Other partners include include Ethiopian Airlines which has been doing the continent-wide deliveries and the African Union’s Africa Center for Disease Control (Africa CDC) which is also headquartered in Addis Ababa.
Our second donation to 54 countries in Africa is on the way. That includes 500 ventilators, 200K suits & face shields, 2K thermometers, 1M swabs & extraction kits and 500K gloves. Thank you
AfricaCDCWFP for your partnership. Stay safe Africa!
— Jack Ma (@JackMa) April 6, 2020
Meanwhile as of Monday April 6, Africa’s reported cases was nearing the 10,000 mark according to data from Africa CDC and the John Hopkins University.
Major stats as at April 6
Confirmed cases = 9,393
Number of deaths = 445
Recoveries = 906
Infected countries = 51
Virus-free countries = 3 (Sao Tome and Principe, Lesotho, Comoros)
April 4: Zimbabwe beer ban, AU leaders meet
Reports surfaced on Friday that Zimbabwe police had issued a ban on sale of beer under lockdown rules to help contain the coronavirus pandemic. The move attracted lots of social media criticism.
But late Fiday, state-run Heral newspaper reported that police had reversed the earlier statement banning alcohol sales saying supermarkets and registered bottle stores can now continue selling beer on condition it is consumed off the premises.
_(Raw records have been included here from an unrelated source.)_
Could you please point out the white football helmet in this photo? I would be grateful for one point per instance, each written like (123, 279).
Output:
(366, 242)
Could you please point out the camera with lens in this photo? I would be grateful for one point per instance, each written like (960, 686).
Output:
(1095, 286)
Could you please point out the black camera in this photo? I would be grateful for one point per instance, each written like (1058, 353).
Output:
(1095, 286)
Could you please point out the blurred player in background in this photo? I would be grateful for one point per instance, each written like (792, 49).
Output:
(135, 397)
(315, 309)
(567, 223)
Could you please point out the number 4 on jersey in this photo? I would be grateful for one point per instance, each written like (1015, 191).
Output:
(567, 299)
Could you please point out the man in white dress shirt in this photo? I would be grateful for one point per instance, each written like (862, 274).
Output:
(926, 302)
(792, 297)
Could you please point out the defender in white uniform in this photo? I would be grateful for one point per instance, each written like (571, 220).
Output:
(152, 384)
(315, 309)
In a statement, national police national spokesperson Assistant Commissioner Paul Nyathi warned drinkers against gathering outside their homes.
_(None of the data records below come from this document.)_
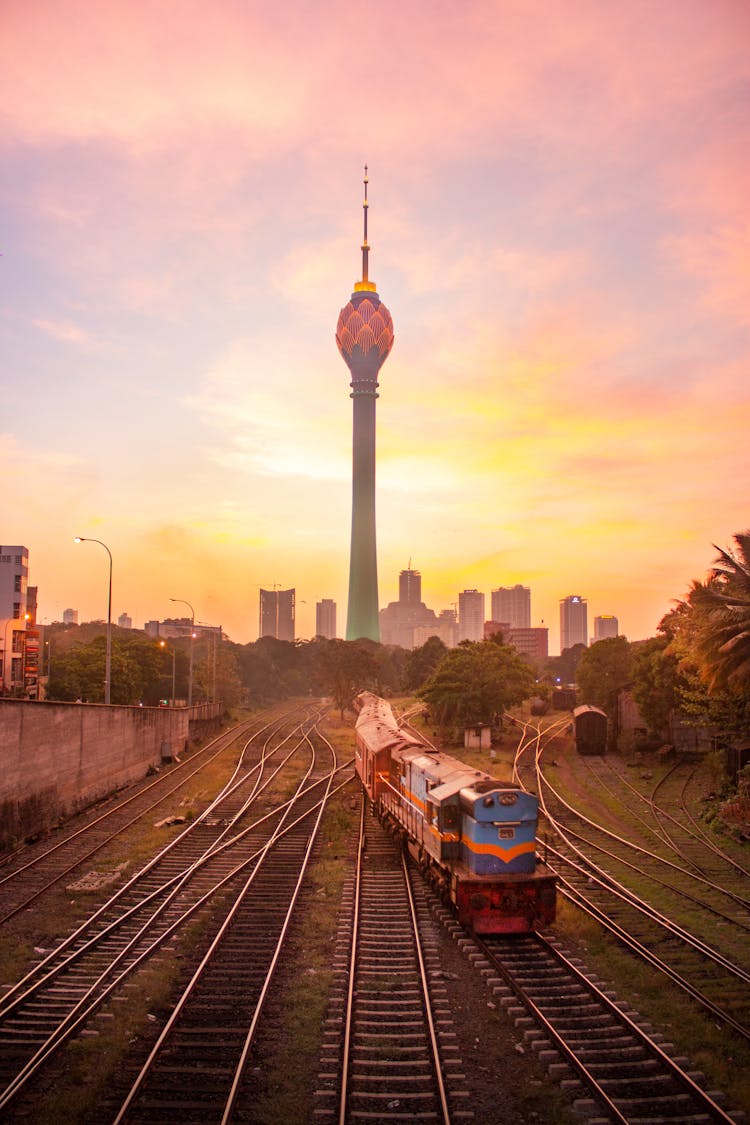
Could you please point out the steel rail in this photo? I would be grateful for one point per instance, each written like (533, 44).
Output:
(180, 879)
(613, 887)
(210, 953)
(77, 1018)
(632, 943)
(211, 851)
(352, 964)
(639, 903)
(549, 1028)
(434, 1047)
(629, 844)
(226, 737)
Cameroon’s tally ‘boomed’ on Friday when Health Minister Manaouda Malachie confirmed that 203 new cases had been recorded taking the national tally to 503 as of March 3.
Meanwhile, African leaders have been holding virtual meetings to put together a continental response to the pandemic which has seen its statistics – cases, deaths, recoveries – growing in the last two weeks.
Rwandan president Paul Kagame called it a “productive conference call chaired by AU Chair President Cyril Ramaphosa,” according to him, the discussions centered on the need to speak with a common voice and seek Africa’s best interest.
“We discussed the need for Africa to stand together,speak with one voice and work through our institutions to mobilize resources and harmonize the support from international partners. Thank you to initiatives by African institutions such as African Development Bank and Africa Exim Bank for their support
“The meeting stressed the urgency & need to materialize all commitments swiftly and flexibly. Through coordinated action, we can succeed in mitigating the health and economic impact of COVID-19 on our population.
“The loss of and damage to life and economy globally and particularly in Africa is colossal….and so must be the amounts of energy and financial package(s) to bring things back to normal and beyond,” Kagame wrote on Twitter.
Some African leaders who participated included Senegal’s Macky Sall, Kenya’s Uhuru Kenyatta, Zimbabwe’s Emmerson Mnangagwa, DRC’s Felix Tshisekedi, Mali’s Ibrahim Boubakar Keita, Egypt’s Abdel Fatteh Al-Sisi and Ethiopian Prime Minister Abiy Ahmed.
The African Union Commission chief Moussa Faki Mahamat and WHO boss, Tedros Ghebereyesus were also part of the meeting. “We were joined later by President Emmanuel Macron, a good partner for Africa,” Kagame added.
The Namibian president on Friday disclosed that he had held talks with his Chinese counterpart as part of efforts to strengthen Africa’s response to COVID-19. “I also expressed gratitude to President XI for China’s support and care of over 500 Namibian students in Wuhan and China during this pandemic,” Hage Geingob added.
Meanwhile South Africa’s Health Minister says the country is formally going to seek assistance from Cuba and China on managing the pandemic. Nigeria also confirms that it is awaiting a medical team from China to support its response to the virus.